My daughter emerged from me pink and fresh and new as a piglet. She had gorgeous eyes that were round and luminous as the moon as she quietly contemplated me for the first time, and a darling rosebud mouth that clamped right onto my breast.
It was one of the best days of my entire life, and probably what I would pick to live over and over if I could turn back time.
The way time turns us and our world inside out and creates something new that often hurts to behold before it feels comfortable and great and then changes again into something else.

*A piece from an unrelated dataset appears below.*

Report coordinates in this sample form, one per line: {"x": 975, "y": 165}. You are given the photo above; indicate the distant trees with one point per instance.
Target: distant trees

When Jack has transitional meltdowns, I try to help him be calm, and usually end up making him a lot angrier in the process. I wonder what would be helpful– for both of us– during times when we are feeling the pinch of growth and change? One thing I do know, that Jack does not yet know because he is still so young, is that resistance is futile. Leaves will change, snow will fall and then melt, and then green buds will pop out and dazzle our eyes yet again.